Related: The Caveats of Estate Tax Exemption Portability
How it works
Here’s how the A-B Trust works. The family assets are divided into two portions. Each spouse then establishes a trust for the benefit of the other, with the remainder going to the children or other heirs. Then both spouses’ wills give all of their individual assets to the trust that each has established for each other. Upon the death of the first spouse, that spouse’s trust becomes the “B” or “Family” trust, and is now irrevocable. Assets amounting up to $5.43 million pass into this trust, thus using up the deceased’s estate tax exemption. The remainder of the deceased’s assets flow to the spouse’s “A” trust, which is also exempt from estate tax because of the unlimited marital exemption (which means you can give an unlimited amount to your spouse during life or at death). The $5.43 million is sheltered from estate tax, and won’t be counted in the surviving spouse’s estate since it has already been gifted. It will now pass to the remainder beneficiaries of the trust tax-free.
Why is this important?
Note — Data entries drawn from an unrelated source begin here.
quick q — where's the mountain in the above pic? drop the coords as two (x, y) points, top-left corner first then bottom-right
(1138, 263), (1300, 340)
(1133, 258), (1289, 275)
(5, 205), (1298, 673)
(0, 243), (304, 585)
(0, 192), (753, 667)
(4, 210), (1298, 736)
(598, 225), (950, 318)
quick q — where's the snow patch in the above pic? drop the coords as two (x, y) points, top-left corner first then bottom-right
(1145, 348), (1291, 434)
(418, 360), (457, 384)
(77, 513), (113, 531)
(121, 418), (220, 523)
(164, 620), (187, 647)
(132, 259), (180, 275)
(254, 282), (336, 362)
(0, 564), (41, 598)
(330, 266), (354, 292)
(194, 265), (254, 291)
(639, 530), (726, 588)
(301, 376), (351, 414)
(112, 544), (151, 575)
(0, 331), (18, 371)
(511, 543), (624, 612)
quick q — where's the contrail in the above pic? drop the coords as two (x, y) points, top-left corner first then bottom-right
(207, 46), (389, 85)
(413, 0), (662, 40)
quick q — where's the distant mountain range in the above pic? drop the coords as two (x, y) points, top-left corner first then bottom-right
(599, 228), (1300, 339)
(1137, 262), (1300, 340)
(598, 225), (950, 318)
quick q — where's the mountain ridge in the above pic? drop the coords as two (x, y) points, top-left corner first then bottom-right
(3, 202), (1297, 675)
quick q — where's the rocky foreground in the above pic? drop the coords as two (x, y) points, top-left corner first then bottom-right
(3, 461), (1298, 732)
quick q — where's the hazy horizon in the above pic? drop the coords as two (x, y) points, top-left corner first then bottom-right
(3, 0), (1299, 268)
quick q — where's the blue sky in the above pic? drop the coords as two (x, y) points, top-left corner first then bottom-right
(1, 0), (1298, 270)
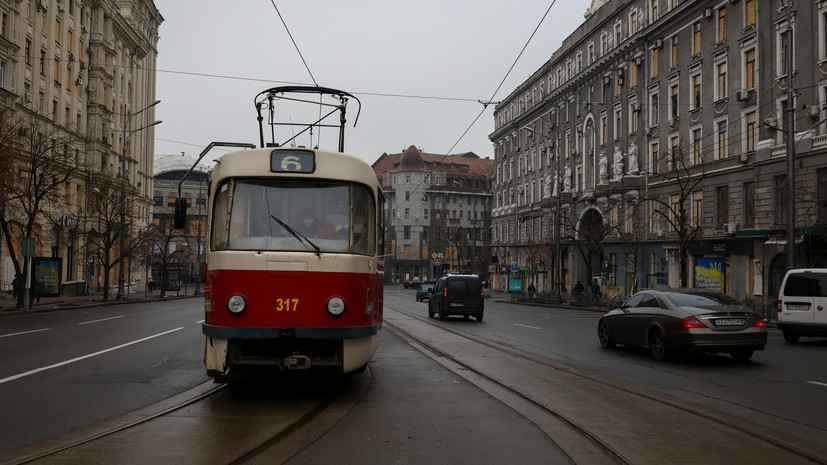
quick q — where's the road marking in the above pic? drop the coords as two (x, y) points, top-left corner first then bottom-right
(0, 327), (184, 385)
(807, 381), (827, 388)
(78, 315), (125, 325)
(0, 328), (51, 339)
(514, 323), (542, 330)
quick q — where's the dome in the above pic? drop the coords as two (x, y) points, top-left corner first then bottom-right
(154, 153), (209, 176)
(399, 145), (425, 170)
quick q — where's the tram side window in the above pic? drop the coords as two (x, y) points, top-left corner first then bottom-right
(351, 184), (375, 255)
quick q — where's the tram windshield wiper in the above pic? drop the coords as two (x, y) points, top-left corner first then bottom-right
(269, 215), (321, 256)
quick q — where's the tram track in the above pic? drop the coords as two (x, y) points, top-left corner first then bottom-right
(0, 371), (369, 465)
(384, 305), (827, 465)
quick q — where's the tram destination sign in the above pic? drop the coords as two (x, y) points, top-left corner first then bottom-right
(270, 149), (316, 173)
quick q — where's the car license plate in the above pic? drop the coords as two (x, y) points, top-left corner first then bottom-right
(714, 319), (744, 326)
(786, 303), (809, 311)
(450, 302), (464, 307)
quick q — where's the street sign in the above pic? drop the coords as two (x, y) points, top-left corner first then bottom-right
(434, 258), (442, 266)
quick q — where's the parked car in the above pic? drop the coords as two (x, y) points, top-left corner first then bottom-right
(597, 289), (767, 361)
(777, 269), (827, 343)
(428, 274), (484, 321)
(403, 279), (421, 289)
(416, 284), (433, 302)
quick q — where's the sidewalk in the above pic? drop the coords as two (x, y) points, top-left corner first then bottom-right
(0, 290), (199, 317)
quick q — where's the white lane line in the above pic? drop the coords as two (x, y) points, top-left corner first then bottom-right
(0, 327), (184, 385)
(807, 381), (827, 388)
(78, 315), (125, 325)
(196, 320), (205, 324)
(514, 323), (542, 330)
(0, 328), (51, 339)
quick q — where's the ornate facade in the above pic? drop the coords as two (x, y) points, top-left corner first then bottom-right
(0, 0), (162, 296)
(490, 0), (827, 306)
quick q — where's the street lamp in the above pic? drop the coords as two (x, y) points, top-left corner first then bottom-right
(116, 100), (161, 301)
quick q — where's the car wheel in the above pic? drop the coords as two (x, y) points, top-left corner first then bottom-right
(475, 313), (483, 322)
(439, 310), (447, 320)
(783, 331), (800, 344)
(428, 307), (434, 318)
(730, 349), (754, 361)
(648, 328), (668, 361)
(598, 320), (615, 348)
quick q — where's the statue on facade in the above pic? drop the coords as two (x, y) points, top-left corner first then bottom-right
(564, 165), (572, 192)
(612, 147), (624, 181)
(551, 172), (558, 197)
(627, 143), (639, 175)
(599, 152), (608, 184)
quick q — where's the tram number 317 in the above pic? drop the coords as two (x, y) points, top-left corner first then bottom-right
(275, 298), (299, 312)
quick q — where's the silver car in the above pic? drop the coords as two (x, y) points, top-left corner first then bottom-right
(597, 289), (767, 361)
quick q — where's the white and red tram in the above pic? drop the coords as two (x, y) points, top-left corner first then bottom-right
(178, 87), (384, 378)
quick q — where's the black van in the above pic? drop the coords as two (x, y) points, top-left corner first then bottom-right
(428, 274), (484, 321)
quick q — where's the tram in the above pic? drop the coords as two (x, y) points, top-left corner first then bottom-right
(176, 87), (384, 379)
Before 2010, if the first spouse died leaving everything to the surviving spouse (using an “I love you will”), the estate tax exemption would be lost. For example: assume H has $5 million in assets and W has $5 million in assets. H dies leaving everything to W, which passes tax-free using the unlimited marital deduction. W now has $10mm in her estate and when she dies will be taxed on $10mm less her $5.43mm estate tax exemption. She would have been unable to use H’s exemption since it was lost.
This is no longer the case now, except under specific circumstances such as when the surviving spouse remarries. Read about portability here.
There are specific situations where a tailored A-B Trust is the best fit for clients. The most common example is when a spouse has children from a previous marriage that he or she wants to provide for. For example, assume again H and W each have $5mm in assets. H has two children from a previous marriage that he wishes to leave $2mm to. H would then create an A-B trust setup where the surviving spouse is the beneficiary of the “A” trust and the children are the beneficiaries of the “B” trust. H would then fund the “B” trust with $2mm, reducing his estate tax exemption to $3.43 million, which then can be carried forward and used by W when she passes. The remainder of the funds flow to the “A” trust, which then counts as a gift to a spouse and is exempt under the unlimited marital deduction.
The biggest complaint about A-B trusts stems from how the “B” trust must be managed after the first spouse dies. Since this trust is irrevocable upon death, the surviving spouse must adhere exactly to the trust agreement or risk losing the estate tax exemption. This means that the money is locked up and must be administered according to the plan and may not be used for any other purpose. A trust can be drafted to give a surviving spouse maximum flexibility, but there is still a requirement to manage the trust funds with an eye to the remainder beneficiaries (such as the children). Many people view this as a “loss of control” which can be a burden for surviving spouses.
An A-B Trust is useful in certain circumstances like a blended family. It doesn’t have the same impact and effect it used to, however, so beware if a professional recommends one for you — he or she may be working from a playbook written before 2010. As always, a competent and professional estate planning attorney is a solid investment.